ANNAPOLIS — A Maryland House of Delegates committee burst into verse on Wednesday at a bill hearing about proposed changes to Maryland’s state song.
Sean Tully, a Baltimore resident who created a new version of the song “Maryland, My Maryland” by combining his own lyrics with the original song by James Ryder Randall and a poem by John T. White, was invited to sing his version.
And he did, with a chorus of delegates joining in on the familiar lines.
The performance was part of the most rousing bill hearing on the issue so far this General Assembly session.

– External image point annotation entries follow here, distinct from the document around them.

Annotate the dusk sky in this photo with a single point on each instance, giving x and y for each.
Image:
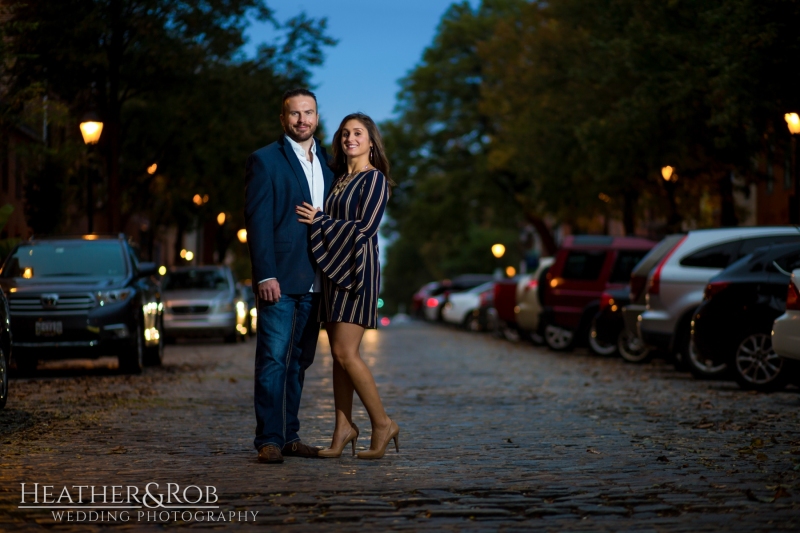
(379, 42)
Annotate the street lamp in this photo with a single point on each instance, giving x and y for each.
(91, 129)
(793, 123)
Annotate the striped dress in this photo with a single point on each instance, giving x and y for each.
(344, 241)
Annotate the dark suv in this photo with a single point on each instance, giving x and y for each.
(83, 297)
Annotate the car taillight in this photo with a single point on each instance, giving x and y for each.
(713, 288)
(655, 281)
(532, 284)
(606, 300)
(792, 298)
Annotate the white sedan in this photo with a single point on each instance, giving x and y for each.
(786, 329)
(460, 305)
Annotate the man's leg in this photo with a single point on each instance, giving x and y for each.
(273, 350)
(304, 345)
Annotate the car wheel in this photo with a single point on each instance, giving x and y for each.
(702, 367)
(3, 379)
(154, 355)
(471, 322)
(599, 347)
(27, 362)
(558, 339)
(631, 347)
(131, 360)
(757, 366)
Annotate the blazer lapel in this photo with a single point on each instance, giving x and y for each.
(290, 156)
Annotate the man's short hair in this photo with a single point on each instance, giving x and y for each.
(291, 93)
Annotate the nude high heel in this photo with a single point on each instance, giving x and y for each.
(394, 432)
(337, 452)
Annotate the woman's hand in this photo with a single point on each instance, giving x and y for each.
(307, 213)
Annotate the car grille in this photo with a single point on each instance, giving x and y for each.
(69, 303)
(189, 309)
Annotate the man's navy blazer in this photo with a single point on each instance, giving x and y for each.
(279, 245)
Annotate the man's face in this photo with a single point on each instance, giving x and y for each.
(299, 118)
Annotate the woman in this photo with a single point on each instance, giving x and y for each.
(344, 241)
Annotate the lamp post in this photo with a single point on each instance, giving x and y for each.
(793, 123)
(91, 129)
(498, 251)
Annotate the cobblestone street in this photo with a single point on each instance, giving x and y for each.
(494, 436)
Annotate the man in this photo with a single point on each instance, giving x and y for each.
(287, 282)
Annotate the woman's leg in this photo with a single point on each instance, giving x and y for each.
(345, 340)
(343, 400)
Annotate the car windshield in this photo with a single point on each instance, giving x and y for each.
(67, 259)
(195, 279)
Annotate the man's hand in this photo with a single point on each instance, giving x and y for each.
(269, 291)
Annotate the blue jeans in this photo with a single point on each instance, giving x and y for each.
(285, 348)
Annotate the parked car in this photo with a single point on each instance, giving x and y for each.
(675, 286)
(529, 300)
(420, 298)
(203, 302)
(505, 305)
(631, 347)
(83, 297)
(786, 329)
(584, 268)
(733, 324)
(5, 349)
(438, 296)
(462, 308)
(607, 335)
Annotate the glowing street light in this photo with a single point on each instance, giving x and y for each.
(91, 130)
(793, 121)
(498, 250)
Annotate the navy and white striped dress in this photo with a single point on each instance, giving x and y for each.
(344, 241)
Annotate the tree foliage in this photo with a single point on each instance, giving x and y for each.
(564, 110)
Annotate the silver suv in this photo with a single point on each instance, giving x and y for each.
(675, 286)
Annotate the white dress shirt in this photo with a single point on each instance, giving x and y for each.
(316, 186)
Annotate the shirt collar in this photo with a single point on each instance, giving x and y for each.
(301, 153)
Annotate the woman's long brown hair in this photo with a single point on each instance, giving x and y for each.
(377, 155)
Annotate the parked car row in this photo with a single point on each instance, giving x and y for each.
(720, 303)
(90, 296)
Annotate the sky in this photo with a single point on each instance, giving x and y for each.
(380, 41)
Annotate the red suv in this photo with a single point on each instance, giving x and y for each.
(585, 267)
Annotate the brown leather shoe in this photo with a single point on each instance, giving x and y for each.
(269, 454)
(298, 449)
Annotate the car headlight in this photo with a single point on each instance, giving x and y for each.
(113, 297)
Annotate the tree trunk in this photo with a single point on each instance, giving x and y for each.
(546, 236)
(727, 206)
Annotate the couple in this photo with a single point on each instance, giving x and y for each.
(312, 229)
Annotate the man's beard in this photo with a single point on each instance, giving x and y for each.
(297, 137)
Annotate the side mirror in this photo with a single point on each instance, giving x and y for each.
(147, 269)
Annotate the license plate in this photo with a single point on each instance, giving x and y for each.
(49, 329)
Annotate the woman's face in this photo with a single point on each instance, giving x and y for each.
(355, 139)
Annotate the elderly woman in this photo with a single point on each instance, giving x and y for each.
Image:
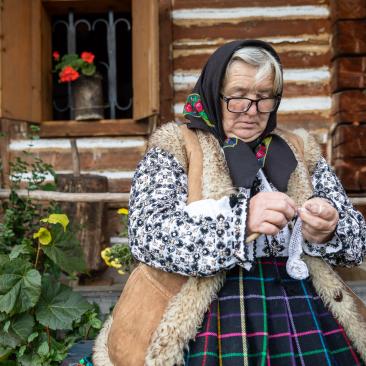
(221, 211)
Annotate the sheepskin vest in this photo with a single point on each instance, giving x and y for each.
(158, 313)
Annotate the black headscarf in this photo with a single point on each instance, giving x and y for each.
(203, 110)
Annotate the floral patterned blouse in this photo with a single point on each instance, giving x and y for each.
(207, 236)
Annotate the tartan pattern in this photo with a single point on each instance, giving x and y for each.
(286, 323)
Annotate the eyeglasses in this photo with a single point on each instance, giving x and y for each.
(241, 104)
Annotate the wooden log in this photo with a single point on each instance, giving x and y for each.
(88, 218)
(289, 59)
(348, 73)
(252, 29)
(352, 173)
(5, 126)
(349, 38)
(90, 160)
(121, 127)
(347, 9)
(352, 103)
(349, 141)
(186, 4)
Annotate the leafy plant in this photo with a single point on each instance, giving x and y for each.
(119, 256)
(40, 318)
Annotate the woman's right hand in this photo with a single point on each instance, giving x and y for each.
(269, 212)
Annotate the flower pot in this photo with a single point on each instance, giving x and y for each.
(88, 98)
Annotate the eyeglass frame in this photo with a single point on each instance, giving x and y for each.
(256, 101)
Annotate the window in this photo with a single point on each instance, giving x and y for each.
(27, 29)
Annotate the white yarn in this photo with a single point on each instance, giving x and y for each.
(295, 266)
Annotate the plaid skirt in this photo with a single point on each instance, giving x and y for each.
(285, 323)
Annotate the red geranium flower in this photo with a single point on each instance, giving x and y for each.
(188, 108)
(56, 55)
(67, 74)
(198, 106)
(87, 57)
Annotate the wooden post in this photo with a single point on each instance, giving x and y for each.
(89, 218)
(348, 88)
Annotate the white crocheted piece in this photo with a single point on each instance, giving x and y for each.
(295, 266)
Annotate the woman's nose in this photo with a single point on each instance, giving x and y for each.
(253, 110)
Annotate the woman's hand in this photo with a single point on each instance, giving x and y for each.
(269, 212)
(319, 220)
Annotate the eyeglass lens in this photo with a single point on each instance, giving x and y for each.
(243, 105)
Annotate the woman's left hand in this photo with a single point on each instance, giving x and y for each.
(319, 220)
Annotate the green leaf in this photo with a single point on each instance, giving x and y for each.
(43, 349)
(20, 286)
(19, 329)
(32, 337)
(22, 350)
(22, 326)
(59, 306)
(88, 69)
(4, 354)
(65, 251)
(3, 259)
(18, 250)
(6, 326)
(31, 360)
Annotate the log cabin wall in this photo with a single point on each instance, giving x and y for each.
(348, 89)
(300, 31)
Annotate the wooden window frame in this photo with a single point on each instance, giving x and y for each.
(35, 104)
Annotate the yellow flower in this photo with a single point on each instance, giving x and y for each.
(123, 211)
(57, 219)
(115, 264)
(43, 235)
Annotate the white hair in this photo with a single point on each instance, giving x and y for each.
(265, 62)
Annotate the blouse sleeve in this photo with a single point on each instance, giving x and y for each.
(348, 245)
(198, 239)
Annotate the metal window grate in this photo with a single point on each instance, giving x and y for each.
(108, 36)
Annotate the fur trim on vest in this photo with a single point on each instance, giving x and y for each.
(186, 310)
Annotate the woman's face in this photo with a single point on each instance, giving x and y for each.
(240, 82)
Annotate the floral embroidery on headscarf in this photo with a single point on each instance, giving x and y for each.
(230, 142)
(194, 107)
(262, 149)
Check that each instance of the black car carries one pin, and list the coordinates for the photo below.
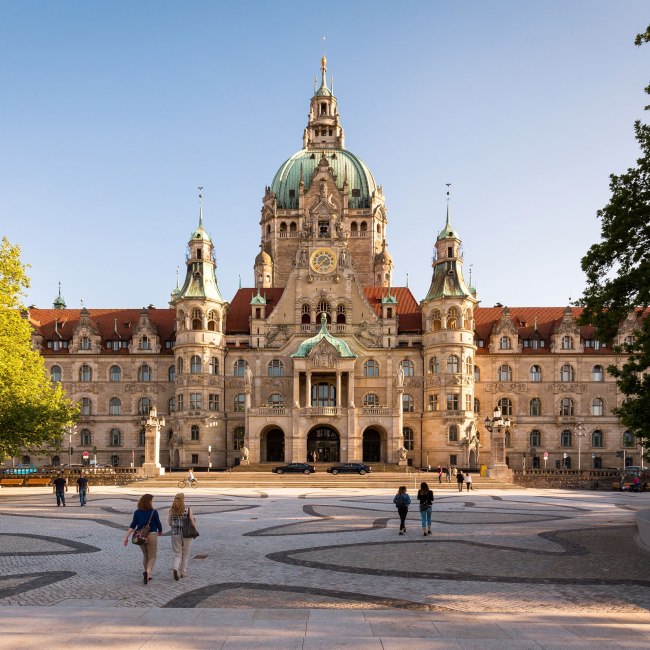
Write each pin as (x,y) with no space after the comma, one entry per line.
(349,468)
(299,468)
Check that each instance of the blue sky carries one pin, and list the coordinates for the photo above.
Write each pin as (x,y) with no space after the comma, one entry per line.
(112,113)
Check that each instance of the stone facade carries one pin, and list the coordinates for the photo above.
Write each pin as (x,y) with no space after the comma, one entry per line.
(323,358)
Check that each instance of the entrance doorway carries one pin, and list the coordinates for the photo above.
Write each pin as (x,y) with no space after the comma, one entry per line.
(371,446)
(275,446)
(323,445)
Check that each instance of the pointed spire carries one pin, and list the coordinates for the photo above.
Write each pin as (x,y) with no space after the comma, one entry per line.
(200,206)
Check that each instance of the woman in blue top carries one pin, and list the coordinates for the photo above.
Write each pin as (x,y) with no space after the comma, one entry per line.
(145,514)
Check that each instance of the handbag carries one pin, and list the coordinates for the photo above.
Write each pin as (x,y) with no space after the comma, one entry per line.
(141,536)
(189,530)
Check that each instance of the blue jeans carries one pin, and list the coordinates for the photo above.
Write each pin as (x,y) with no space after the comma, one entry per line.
(426,518)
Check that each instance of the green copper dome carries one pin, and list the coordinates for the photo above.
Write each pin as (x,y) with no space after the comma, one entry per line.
(286,183)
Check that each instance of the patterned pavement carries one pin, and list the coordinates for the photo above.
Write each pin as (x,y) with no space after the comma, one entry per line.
(516,555)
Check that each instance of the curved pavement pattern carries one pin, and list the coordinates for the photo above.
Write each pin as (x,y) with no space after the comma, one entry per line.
(519,568)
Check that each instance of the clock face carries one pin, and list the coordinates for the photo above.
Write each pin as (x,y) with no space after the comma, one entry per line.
(323,260)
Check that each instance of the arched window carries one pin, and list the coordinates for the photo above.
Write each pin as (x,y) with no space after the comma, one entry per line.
(628,439)
(197,319)
(566,406)
(408,405)
(239,369)
(409,438)
(567,343)
(144,373)
(115,438)
(597,406)
(535,406)
(144,406)
(597,373)
(85,439)
(506,406)
(238,437)
(371,368)
(504,373)
(370,400)
(567,373)
(86,406)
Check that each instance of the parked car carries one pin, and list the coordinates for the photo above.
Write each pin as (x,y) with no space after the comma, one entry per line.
(349,468)
(22,469)
(296,468)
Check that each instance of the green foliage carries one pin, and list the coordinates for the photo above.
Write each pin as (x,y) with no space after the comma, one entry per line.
(33,412)
(618,277)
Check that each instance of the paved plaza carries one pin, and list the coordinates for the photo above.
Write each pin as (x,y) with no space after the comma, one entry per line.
(325,568)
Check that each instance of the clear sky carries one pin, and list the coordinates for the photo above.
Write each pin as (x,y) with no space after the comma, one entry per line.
(113,112)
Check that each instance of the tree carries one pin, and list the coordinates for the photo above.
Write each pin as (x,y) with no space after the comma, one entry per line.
(618,280)
(33,411)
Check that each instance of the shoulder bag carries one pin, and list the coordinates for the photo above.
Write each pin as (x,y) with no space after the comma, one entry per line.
(189,530)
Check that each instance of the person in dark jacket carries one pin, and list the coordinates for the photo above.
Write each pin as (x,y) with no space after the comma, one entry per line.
(146,515)
(425,497)
(402,501)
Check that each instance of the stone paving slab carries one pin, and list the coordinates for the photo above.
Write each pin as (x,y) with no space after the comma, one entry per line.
(316,568)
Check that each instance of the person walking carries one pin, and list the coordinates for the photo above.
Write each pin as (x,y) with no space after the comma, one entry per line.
(402,501)
(60,487)
(145,515)
(82,488)
(460,479)
(181,546)
(425,497)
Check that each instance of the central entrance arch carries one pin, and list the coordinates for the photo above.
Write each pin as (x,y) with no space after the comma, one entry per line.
(323,445)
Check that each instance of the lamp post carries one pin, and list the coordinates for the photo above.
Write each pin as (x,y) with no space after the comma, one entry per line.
(71,431)
(499,426)
(581,431)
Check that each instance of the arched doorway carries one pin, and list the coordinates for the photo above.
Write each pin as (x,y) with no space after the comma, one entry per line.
(275,446)
(371,446)
(323,445)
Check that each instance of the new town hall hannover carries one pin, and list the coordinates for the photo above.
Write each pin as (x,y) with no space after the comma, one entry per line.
(324,357)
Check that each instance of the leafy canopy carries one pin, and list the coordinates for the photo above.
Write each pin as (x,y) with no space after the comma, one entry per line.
(33,411)
(618,277)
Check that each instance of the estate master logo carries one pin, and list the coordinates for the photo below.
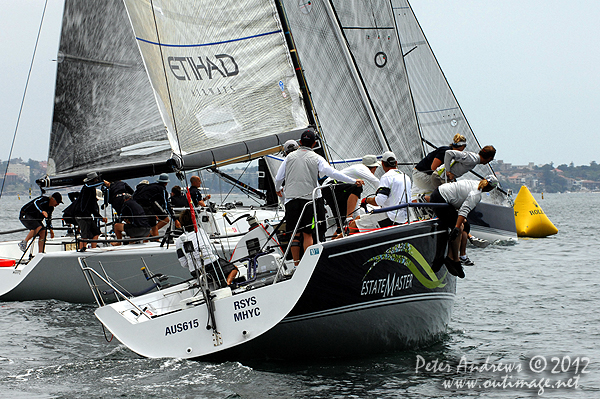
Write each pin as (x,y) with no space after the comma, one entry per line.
(405,254)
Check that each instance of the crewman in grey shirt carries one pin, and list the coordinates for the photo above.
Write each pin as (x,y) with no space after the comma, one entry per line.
(300,170)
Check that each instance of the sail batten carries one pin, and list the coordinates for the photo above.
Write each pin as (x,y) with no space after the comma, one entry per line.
(103,99)
(221,73)
(356,77)
(439,115)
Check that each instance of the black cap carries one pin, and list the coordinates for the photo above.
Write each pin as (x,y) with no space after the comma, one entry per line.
(308,138)
(57,197)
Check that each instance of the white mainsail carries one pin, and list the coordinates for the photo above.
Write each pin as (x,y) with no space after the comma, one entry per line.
(222,75)
(439,114)
(104,105)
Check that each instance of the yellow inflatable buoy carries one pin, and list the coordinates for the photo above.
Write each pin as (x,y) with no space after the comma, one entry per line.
(530,219)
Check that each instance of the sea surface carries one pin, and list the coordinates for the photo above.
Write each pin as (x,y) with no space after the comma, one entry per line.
(526,315)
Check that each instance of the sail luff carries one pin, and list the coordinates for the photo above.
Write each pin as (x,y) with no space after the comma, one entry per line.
(439,114)
(355,75)
(228,76)
(104,114)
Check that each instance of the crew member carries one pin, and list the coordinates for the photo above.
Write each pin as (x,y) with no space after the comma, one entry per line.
(155,201)
(87,212)
(194,248)
(457,163)
(463,195)
(347,195)
(33,213)
(133,220)
(423,171)
(394,189)
(195,193)
(300,170)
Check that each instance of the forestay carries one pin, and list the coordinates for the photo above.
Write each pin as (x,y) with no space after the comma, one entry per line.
(222,75)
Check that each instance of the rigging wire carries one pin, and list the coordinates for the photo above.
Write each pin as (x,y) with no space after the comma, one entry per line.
(23,98)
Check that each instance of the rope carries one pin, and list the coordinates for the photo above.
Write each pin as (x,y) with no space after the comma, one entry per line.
(12,145)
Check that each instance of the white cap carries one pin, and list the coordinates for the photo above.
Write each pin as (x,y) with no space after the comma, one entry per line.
(389,157)
(290,146)
(370,161)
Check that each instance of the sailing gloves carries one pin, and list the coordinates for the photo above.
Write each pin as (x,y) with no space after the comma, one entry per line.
(454,234)
(363,203)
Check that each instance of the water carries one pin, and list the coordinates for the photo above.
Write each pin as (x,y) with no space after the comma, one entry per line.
(520,305)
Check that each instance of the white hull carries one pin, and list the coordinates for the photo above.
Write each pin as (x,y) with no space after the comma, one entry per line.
(182,330)
(56,274)
(360,294)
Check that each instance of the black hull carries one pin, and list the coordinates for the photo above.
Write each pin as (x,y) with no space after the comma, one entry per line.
(369,293)
(495,221)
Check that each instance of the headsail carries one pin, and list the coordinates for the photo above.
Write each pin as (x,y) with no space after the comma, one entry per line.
(105,116)
(439,114)
(353,64)
(222,76)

A similar hearing in the Senate last month came and went without so much as a hum.
On Wednesday, the House Health and Government Operations Committee was considering two bills: one by Frederick County Delegate Karen Lewis Young, D-District 3A, that would change the format of the song to retire all but one original verse, and add a verse written in 1894 by White, a poet from Middletown.
The second bill was introduced by Delegate Christopher R. West, R-Baltimore County, which would set up a competition to find a new state song.
The proposals join a number of pitches to change “Maryland, My Maryland” during this General Assembly session.
In the Senate, Sen. Ron Young, D-District 3, has a bill cross-filed with Lewis Young, his wife. Sen. Cheryl Kagan, D-Montgomery, introduced a bill that would also set up a statewide contest.
Other lawmakers, including Senate President Thomas V. Mike Miller Jr., who has opposed retiring the song in the past, have expressed an openness to change this year.
Lewis Young said it is the eighth time lawmakers have contemplated changing the song in the last 43 years. She hopes today’s General Assembly lawmakers will make a change in 2016 and won’t see a ninth debate over the issue.
The nine-verse tune — written by James Ryder Randall, a native of Baltimore, in 1861, while he was living in Louisiana — has been the official state song since 1939 and critics say it is divisive for its celebration of the Confederacy.
A review of the song was started last summer by Delegate Peter A. Hammen, chairman of the House committee, and led to the state’s first State Song Advisory Group, which recommended a change.
Lewis Young’s bill would adopt one of the group’s recommendations: to combine Randall’s third verse and White’s fourth verse, to create a two-verse official song.
Tully said he also thinks it’s time for a change, though he had a different idea than Lewis Young’s proposed bill.
He reworked the works of Randall and White to include references to Harriet Tubman, the state motto and state nicknames.
Tully said his goal was to create “a song that people actually want to sing instead of it being the embarrassing, treasonous ode that is mostly kept hidden away in a dark corner of our State Archives.”
Not everyone who attend Wednesday’s hearing supported a change, however.
Anne Arundel County resident David Barber, a member of the Sons of Confederate Veterans, said he is seeing fewer invitations to schools as a re-enactor and living history volunteer and worries that the state’s history is being lost.
“I’m against changing the song. ... I often wonder, in 15 years, will you be able to go to a Civil War re-enactment and all you’ll see is Union re-enactors?” Barber said.
Barber suggested that the phrase in Randall’s song “Northern scum,” which is widely criticized, could be changed to “Northern drum.”
The meeting got saucier when West spoke in favor of his bill, ending his presentation by playing the music video for “Rum,” a song by Grammy-nominated Maryland country duo Brothers Osborne. Delegates drummed their desks while the song streamed through the hearing room’s speakers, and West said he played the video simply to show that Maryland has musical talent that could lead to a modern and fun state song.
A similar contest in Virginia led to 350 entries, West said.
“I think we’d do at least as well in Maryland, because our state is more musically creative, in my view, than the state of Virginia is,” he said.